Jakarta-based e-grocery stores such as TaniHub and Sayurbox – Covid-19-era-born digital platforms that bridge farmers and consumers, thereby cutting out the middleman – are struggling with their cash flows.
TaniHub, for example, failed to honour its debt services to creditors after it financed farmers who promised to deliver their harvest but defaulted.
Mr Henry told ST: “Tech companies tended to throw money at the farmers in need of cash without the usual prudent lending practice.” He added that such a role is predominantly carried out by local middlemen who know which farmers are honest and could be given loans.
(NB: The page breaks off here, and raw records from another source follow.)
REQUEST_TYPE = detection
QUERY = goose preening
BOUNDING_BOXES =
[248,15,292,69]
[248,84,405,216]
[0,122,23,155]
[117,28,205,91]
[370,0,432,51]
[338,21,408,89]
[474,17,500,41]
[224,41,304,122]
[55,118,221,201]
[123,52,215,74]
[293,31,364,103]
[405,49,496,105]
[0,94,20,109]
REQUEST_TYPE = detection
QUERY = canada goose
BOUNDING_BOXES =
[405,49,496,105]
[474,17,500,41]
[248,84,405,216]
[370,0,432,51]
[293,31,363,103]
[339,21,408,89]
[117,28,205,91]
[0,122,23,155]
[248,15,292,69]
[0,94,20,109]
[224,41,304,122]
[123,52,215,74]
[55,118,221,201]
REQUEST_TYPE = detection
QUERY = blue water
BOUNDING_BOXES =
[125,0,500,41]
Looking ahead, Indonesia’s start-ups will have to stay nimble and move quickly, with competition only set to ramp up.
“The prize of winning the Indonesia market is so big. They (foreign tech companies) are making Indonesia the last battleground in South-east Asia and using the ammunition they have collected elsewhere to rule the Indonesia market,” said Mr Henry.
Jakarta-based East Venture, one of Indonesia’s leading venture capital firms, told ST in an e-mail reply that the country’s digital sector is entering a new cycle, after start-up valuations rose and reached their peak between 2020 and 2021.
“In 2022 to 2023, we entered a new phase where there are continuous increases in interest rates in the US, inflation that is difficult to control, geopolitical pressures… So the entire technology ecosystem globally is facing pressure,” it added.
“Investors are becoming increasingly careful in providing funding. However, it is always worth remembering that money is still available for good companies,” it said.